The findings uncovered in this study have potentially laid important groundwork for a larger clinical trial to advance towards treatments and interventions. “Our approach pioneers a new way to assess whether there is a difference in the function of brain chemical pathways responsible for processing sensory information in autism, and whether those pathways can be altered. This work may help us screen potential interventions which might be useful in autism before embarking on expensive large-scale clinical trials,” said Grainne McAlonan, Professor of Translational Neuroscience at IoPPN.

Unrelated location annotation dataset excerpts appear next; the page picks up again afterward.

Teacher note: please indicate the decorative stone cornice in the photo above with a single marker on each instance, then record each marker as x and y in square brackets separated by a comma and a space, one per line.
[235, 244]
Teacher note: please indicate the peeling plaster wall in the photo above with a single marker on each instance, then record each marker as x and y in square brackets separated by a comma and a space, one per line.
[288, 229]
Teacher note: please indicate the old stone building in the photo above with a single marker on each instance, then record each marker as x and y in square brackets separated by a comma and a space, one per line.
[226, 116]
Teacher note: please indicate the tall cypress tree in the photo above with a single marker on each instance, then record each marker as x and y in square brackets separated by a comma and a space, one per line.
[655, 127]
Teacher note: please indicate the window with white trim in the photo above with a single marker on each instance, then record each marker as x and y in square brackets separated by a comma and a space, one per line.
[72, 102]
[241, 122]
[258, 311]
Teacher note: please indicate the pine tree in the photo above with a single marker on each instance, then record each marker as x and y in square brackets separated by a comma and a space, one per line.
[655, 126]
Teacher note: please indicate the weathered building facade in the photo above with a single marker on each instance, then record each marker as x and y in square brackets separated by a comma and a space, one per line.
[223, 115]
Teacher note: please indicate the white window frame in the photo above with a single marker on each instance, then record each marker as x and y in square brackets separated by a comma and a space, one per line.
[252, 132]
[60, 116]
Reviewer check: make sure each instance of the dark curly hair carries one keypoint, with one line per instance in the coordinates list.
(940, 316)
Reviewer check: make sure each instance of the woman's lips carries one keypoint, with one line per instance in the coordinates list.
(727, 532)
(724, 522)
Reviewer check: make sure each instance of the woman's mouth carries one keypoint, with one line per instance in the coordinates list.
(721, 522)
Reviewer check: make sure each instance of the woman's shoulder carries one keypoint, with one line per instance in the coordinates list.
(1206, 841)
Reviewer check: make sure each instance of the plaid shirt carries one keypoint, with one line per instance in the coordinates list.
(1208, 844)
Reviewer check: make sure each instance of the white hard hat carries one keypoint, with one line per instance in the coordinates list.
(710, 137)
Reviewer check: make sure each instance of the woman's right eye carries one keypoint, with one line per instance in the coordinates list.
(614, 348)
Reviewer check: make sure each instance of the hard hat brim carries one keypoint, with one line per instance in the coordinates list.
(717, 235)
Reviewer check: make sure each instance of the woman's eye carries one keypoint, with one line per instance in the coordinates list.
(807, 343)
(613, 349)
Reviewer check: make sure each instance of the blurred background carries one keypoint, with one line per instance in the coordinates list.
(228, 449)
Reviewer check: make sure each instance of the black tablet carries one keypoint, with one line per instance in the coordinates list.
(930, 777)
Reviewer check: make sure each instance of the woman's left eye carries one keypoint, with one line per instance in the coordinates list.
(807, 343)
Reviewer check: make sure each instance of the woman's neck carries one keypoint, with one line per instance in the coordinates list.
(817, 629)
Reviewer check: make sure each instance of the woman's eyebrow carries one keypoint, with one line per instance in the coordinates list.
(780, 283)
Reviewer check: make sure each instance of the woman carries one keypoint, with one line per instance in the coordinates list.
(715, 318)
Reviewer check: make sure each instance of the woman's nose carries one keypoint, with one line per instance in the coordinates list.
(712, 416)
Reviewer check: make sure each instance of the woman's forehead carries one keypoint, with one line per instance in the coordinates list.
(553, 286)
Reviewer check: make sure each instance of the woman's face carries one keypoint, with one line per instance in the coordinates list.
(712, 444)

“It also suggests that we should investigate arbaclofen’s effects on clinically relevant sensory symptoms which can be very debilitating for some autistic people. Importantly, we have been able to identify which individuals have a brain response to arbaclofen, and this may also help us avoid including people in clinical trials who are unlikely to respond to the medication being tested. The overarching goal is to increase choices for autistic people and to better tailor interventions to those most likely to benefit,” added McAlonan.
Results showed that a 30mg dose of arbaclofen caused disruption in the visual processing of non-autistic adults, while autistic adults at the same dosage visually processed more similarly to their non-autistic peers at baseline. This suggests that arbaclofen may be a potential treatment for autistic individuals who struggle with processing visual stimuli.
“This is an excellent example of neuroscience research providing new insights which could improve future clinical trials in autism,” said joint senior author Declan Murphy, Professor of Translational Neurodevelopment at IoPPN. “Later stage clinical trials that have tested new medicines in large numbers of autistic people have so far been unsuccessful, because participants have diverse difficulties and biology. Better understanding of brain chemistry in neurodiverse individuals could help provide a more personalised and effective way to assess new therapeutic options.”
This study was published in Science Translational Medicine.